UN expert: Azerbaijan supplies Zambia with counterfeited medicine
Azerbaijan delivered to Zambia counterfeit medicine in the framework of the fight against deadly diseases, writes, UN expert, Director of the Laboratory for Molecular and Cellular Dynamics at Boston University Muhammad H. Zaman in the Project Syndicate analytical site.
“One does not need to spend a lifetime in the global health-care sector to appreciate that substandard or counterfeit drugs are a major public-health hazard. These bogus products have infiltrated pharmaceutical supply chains from Azerbaijan to Zambia, wrecking the most promising programs to control, manage, and eradicate deadly diseases. Yet little is being done to stop this criminal activity,” the material reads.
According to the expert Around $75 billion of substandard drugs are sold annually, causing an estimated 100,000 deaths worldwide, and making many more people seriously ill. The trade in inferior drugs also undermines fragile public-health systems in poor countries.
“Yet the fight against substandard drugs has never been taken as seriously as other global health crises such as malaria, HIV, or maternal and infant mortality. This may be because there is no obvious solution,” the article reads.
Azerbaijani news portal "Haqqin.az" notes that this is not the first scandal erupted in abroad in connection with the counterfeit drugs supply realized by drug-mafia from Azerbaijan. Earlier in Turkey a network was uncovered that sold anti-cancer drugs from Azerbaijan to Turkish patients having cancer.

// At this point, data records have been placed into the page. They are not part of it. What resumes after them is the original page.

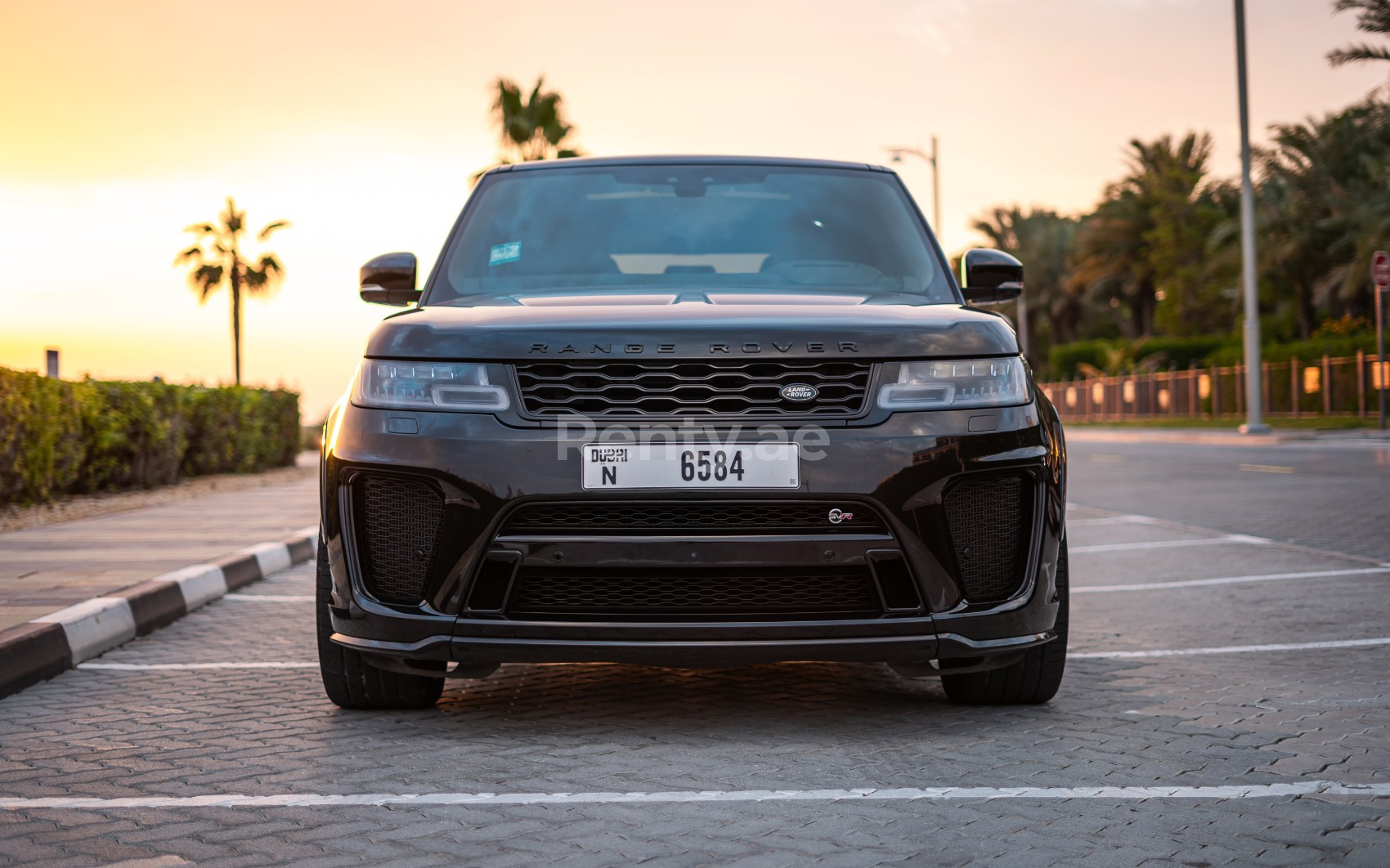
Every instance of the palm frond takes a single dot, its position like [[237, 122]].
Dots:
[[270, 228], [1357, 53], [192, 254]]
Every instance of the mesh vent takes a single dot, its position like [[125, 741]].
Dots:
[[691, 387], [989, 521], [702, 517], [694, 593], [398, 526]]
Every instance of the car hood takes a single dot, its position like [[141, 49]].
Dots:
[[661, 328]]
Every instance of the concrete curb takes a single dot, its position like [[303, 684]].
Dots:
[[57, 642]]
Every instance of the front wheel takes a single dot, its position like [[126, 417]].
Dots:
[[349, 679], [1030, 681]]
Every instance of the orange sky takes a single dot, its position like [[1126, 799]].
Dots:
[[121, 123]]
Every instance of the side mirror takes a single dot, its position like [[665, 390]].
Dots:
[[990, 276], [389, 280]]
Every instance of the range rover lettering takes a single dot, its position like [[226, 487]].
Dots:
[[693, 411]]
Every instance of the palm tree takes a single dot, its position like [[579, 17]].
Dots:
[[530, 128], [1326, 206], [1374, 18], [1147, 239], [216, 258]]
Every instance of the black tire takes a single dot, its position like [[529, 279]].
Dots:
[[352, 682], [1030, 681]]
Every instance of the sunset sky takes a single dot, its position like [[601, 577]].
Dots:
[[361, 123]]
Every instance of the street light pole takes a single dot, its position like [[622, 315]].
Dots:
[[1254, 389], [895, 153]]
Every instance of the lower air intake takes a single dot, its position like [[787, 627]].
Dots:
[[398, 528], [691, 593], [990, 520]]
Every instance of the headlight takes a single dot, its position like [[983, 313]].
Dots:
[[949, 385], [409, 385]]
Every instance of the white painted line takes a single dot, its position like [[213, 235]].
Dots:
[[270, 557], [1268, 468], [1128, 794], [271, 597], [1173, 544], [1111, 520], [1271, 577], [200, 584], [142, 667], [1229, 649], [93, 625]]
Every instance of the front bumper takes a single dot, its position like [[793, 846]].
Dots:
[[486, 471]]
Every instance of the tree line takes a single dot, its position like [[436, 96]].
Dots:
[[1159, 253]]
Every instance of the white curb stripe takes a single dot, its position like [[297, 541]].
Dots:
[[1173, 544], [277, 597], [1271, 577], [270, 557], [93, 625], [141, 667], [1229, 649], [291, 800], [199, 584]]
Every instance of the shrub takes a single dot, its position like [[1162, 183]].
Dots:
[[1304, 351], [1065, 359], [59, 438]]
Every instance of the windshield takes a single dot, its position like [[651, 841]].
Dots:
[[733, 234]]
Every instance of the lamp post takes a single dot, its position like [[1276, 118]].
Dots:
[[897, 153], [1254, 391]]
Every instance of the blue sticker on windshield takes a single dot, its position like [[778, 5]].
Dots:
[[504, 253]]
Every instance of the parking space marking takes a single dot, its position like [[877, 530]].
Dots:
[[1229, 649], [1271, 577], [270, 597], [1173, 544], [1268, 468], [296, 800], [141, 667]]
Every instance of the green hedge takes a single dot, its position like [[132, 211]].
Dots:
[[1161, 353], [71, 438], [1303, 351]]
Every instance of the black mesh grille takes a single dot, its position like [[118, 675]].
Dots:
[[694, 593], [989, 521], [691, 387], [398, 526], [702, 517]]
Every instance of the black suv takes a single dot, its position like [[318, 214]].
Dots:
[[693, 411]]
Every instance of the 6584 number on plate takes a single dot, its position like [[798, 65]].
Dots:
[[661, 466]]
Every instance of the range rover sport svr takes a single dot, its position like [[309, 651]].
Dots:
[[693, 411]]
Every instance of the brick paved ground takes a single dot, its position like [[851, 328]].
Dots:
[[46, 568], [1249, 718]]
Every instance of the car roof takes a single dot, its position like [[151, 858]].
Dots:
[[684, 160]]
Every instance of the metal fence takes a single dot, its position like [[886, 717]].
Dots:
[[1343, 387]]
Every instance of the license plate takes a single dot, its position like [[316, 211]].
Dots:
[[663, 466]]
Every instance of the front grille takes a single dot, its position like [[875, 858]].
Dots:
[[691, 593], [990, 521], [398, 528], [693, 517], [746, 389]]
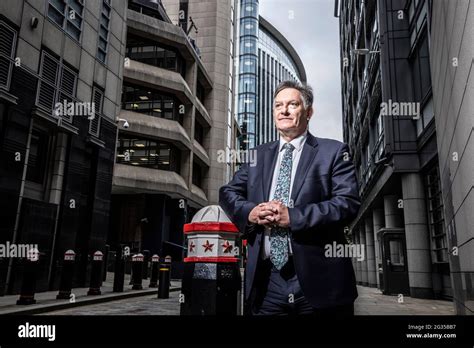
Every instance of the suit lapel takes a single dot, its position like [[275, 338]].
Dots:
[[310, 150], [269, 162]]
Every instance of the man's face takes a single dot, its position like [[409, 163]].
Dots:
[[291, 119]]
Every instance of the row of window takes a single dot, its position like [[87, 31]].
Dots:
[[68, 15], [148, 153], [152, 53], [151, 102], [58, 84]]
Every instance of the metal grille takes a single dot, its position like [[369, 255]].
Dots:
[[94, 124], [7, 47], [47, 85]]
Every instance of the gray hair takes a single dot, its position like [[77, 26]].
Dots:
[[305, 90]]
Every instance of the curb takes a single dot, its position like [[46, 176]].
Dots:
[[84, 302]]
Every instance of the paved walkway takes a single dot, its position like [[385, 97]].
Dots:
[[145, 302], [46, 301], [371, 301]]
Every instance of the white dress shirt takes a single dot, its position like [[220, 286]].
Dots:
[[298, 144]]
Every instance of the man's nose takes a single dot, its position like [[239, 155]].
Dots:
[[284, 110]]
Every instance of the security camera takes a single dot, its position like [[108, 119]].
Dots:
[[125, 122]]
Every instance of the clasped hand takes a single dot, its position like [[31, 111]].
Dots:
[[272, 214]]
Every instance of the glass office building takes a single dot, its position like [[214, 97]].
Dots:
[[265, 59]]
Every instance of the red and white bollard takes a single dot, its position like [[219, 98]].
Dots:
[[211, 279]]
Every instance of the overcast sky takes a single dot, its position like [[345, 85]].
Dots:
[[312, 29]]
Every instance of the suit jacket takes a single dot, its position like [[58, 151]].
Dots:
[[325, 199]]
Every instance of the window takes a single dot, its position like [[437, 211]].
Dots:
[[150, 102], [421, 79], [37, 158], [198, 132], [197, 175], [57, 83], [94, 123], [149, 52], [68, 15], [148, 153], [104, 30], [436, 215], [7, 51], [148, 8]]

"I wonder how many counterfeit drugs these networks spread in Azerbaijan, where the drugs’ quality control is carried out by the manner known to everyone, in many cases is not controlled at all," asks the site.
Ministry of Healthcare of Azerbaijan reported that Azerbaijan has almost no medicines production, in the same time it did not excluding the possibility of having homemade drugs production in Azerbaijan.